Bakın Almanyanın Baverya bölgesi ‘’Serbest Baverya devletidir’. Irkıda, dinide, lisanıda, ayni olmasına rağmen kendi parlamentoları, hükumetleri, bayrakları var. İskoçya yeniden parlamentosunu kurdu. Avusturyalılar ırk olarak, lisan olarak Almanlardan değişik bir yanları yok ama devletleri , bayrakları var ve sulh içinde yaşıyorlar.

Türklerde eninden sonunda Kürtlerin dilinide, kimliğinide, özerkliğinide tanıyacak. Türkler birlikte yaşamakta samimi iseler . Bu Türklerin kütfunada bağlı değil. Yaraları iyileştiren en uygun vasıta ZAMAN’dır. Zamanla kardeşçe yaşama ğa, evlenmeğe, sevişmeğe kavuşmak elbet bir gerçek olacaktır.

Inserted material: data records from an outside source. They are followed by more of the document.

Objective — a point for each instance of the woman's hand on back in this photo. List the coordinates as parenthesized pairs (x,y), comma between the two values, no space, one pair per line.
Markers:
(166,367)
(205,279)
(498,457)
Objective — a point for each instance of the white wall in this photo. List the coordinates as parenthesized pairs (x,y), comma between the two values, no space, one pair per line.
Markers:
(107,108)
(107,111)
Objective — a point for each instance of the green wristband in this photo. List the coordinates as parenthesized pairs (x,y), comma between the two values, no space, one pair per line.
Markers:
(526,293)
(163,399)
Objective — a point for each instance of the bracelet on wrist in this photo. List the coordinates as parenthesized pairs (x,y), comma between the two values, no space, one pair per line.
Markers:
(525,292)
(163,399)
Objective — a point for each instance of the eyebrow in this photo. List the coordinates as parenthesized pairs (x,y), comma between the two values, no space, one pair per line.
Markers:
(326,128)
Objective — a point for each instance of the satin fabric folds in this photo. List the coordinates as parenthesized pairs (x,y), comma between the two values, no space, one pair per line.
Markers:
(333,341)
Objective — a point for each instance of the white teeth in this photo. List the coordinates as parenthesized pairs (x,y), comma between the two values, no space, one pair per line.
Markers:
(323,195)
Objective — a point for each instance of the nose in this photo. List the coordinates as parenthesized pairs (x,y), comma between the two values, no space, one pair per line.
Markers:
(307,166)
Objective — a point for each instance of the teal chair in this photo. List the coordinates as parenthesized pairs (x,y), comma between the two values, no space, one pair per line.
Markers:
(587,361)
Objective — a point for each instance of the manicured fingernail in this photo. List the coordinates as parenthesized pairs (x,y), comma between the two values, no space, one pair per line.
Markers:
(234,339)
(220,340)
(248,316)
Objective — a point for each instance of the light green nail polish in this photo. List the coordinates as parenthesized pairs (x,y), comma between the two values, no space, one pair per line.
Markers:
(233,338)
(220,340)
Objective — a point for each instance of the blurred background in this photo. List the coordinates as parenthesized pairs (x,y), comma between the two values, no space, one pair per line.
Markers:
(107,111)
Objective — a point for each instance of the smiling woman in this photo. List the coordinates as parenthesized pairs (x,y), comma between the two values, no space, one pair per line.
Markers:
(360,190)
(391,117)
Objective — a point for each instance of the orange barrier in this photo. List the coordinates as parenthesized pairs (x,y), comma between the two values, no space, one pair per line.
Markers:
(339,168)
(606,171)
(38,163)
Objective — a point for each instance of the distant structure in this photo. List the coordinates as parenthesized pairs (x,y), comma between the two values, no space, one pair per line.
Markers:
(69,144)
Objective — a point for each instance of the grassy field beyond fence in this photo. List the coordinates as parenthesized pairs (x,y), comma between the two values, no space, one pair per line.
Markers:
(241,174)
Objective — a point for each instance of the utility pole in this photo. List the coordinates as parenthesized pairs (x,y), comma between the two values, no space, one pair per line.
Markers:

Ne diyordu Namık Kemal : Zulmun topu ,tüfeği ( Skorskyleri) varsa, hakkında bükülmez kolu vardır. Magosaya zindana gönderdinizde ne oldu. Nazım’ı hapishanelerde yok etmek istedinizde ne oldu. Ahmet Arif’in prangaları paslanmadı. Ahmet Kaya, Şıvan vatan hasretinde yanıp tutuimuşlar. Onlara EMPATİ kuramazsınız. Çünkü Türkiyede siyasilerin yüzleşme yeteneği yoktur. İngiltere kraliçesi geçen hafta İrlandayı ziyaretinde ‘ACILARIMIZ MÜŞTEREKTİR’’ dedi. Çankayadanda böyle bir söz bekliyoruz.